Local disks do not provide high availability of data. To enhance user experience on local disks, Alibaba Cloud provides various O&M capabilities to help you keep up on and handle exceptions that occur on your local disks. This topic describes common O&M scenarios and system events for Elastic Compute Service (ECS) instances equipped with local disks.

Common O&M scenarios

For ECS bare metal instances, you can install the xdragon_hardware_detect_plugin plug-in to check the health status of local disks on the instances on a regular basis. For infromation about installing the monitoring plug-in, see Install the monitoring plug-in.

For more information about system events triggered in the scenarios as shown in the preceding figure, see the following sections in this topic:
Note To ensure your business continuity, we recommend that you back up data for affected ECS instances and switch to other instances before you execute O&M tasks on the instances. For example, you can divert traffic away from the affected ECS instances, disassociate the ECS instances from Server Load Balancer (SLB) instances, and back up disk data of the ECS instances.

Scenario ①

Procedure to handle a SystemMaintenance.Reboot system event:
  1. You are notified when an instance is scheduled to be restarted.
  2. Use one of the following methods to handle the event:
    • If you do not want the instance to be restarted within the scheduled time period, specify a different time at which to automatically restart the instance. For more information, see Modify the scheduled restart time.
    • Restart the instance within the user operation window. For more information, see Reboot the instance.
      Note You must restart the instance by using the ECS console or by calling the RebootInstance operation. You cannot restart the instance from within the instance.
    • Wait for the instance to be automatically restarted.
  3. Check whether the instance and applications continue to work as expected.

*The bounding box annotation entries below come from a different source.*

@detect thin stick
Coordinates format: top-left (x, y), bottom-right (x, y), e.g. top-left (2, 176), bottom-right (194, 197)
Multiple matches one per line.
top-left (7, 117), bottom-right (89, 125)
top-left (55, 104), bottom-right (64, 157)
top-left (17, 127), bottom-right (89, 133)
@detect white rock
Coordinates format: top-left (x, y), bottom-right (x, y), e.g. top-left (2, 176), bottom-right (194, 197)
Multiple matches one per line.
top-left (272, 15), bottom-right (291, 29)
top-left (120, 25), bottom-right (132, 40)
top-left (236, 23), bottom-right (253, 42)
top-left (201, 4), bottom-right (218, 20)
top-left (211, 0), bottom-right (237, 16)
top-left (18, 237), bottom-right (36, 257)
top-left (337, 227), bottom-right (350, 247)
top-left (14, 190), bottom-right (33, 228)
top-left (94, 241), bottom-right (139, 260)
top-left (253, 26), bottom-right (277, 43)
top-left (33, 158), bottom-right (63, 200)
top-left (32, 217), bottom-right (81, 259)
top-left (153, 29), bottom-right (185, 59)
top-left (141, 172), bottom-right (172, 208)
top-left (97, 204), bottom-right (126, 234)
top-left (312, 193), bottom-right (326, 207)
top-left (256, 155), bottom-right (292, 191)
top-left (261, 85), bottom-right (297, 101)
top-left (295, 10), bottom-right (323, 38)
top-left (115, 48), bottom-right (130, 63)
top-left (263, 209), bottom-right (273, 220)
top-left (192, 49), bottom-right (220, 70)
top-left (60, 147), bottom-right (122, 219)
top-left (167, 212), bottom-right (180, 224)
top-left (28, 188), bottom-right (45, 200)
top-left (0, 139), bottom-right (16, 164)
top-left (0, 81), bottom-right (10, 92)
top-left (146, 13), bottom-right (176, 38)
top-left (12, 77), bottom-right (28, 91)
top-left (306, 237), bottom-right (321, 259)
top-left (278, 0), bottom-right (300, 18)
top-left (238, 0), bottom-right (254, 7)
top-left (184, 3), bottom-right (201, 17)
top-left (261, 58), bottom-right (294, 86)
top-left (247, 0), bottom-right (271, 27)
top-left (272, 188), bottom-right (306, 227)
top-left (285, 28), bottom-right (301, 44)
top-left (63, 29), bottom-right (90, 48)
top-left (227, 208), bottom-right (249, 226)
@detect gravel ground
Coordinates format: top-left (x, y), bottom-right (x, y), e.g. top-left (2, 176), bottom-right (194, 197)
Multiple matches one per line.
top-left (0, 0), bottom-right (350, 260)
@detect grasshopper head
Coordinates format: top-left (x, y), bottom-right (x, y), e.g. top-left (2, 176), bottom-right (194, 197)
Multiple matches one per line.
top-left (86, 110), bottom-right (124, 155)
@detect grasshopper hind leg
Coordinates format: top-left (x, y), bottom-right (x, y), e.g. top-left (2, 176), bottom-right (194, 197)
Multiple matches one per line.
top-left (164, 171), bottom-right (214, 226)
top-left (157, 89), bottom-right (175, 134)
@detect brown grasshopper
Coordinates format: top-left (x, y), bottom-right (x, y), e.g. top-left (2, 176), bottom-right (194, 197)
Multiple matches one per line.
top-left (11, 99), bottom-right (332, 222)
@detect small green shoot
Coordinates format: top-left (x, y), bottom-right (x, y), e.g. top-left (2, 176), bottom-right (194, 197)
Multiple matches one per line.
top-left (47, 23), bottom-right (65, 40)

For information about the event states supported by SystemMaintenance.Reboot, see Summary. For the figure that shows the typical transitions between event states, see States and windows of system events.

Scenario ②

Procedure to handle a SystemMaintenance.Redeploy system event:
  1. You are notified when an instance equipped with local disks is scheduled to be redeployed.
  2. Make preparations such as modifying the /etc/fstab configuration file and backing up data.

    For more information about preparations that you must make, see the "Prerequisites" section in Redeploy an instance equipped with local disks.

  3. Use one of the following methods to handle the event:
    Note When an instance equipped with local disks is redeployed, the instance is migrated to a different physical server, and the local disks of the instance are re-initialized and lose all their data.
  4. Check whether the instance and applications continue to work as expected. If yes, synchronize data based on your business requirements.

For information about the event states supported by SystemMaintenance.Redeploy, see Summary. For the figure that shows the typical transitions between event states, see States and windows of system events.

Scenario ③

Procedure to handle a SystemFailure.Reboot system event:
  1. The system restarts an instance due to a system error.
  2. You are notified when the instance is being restarted.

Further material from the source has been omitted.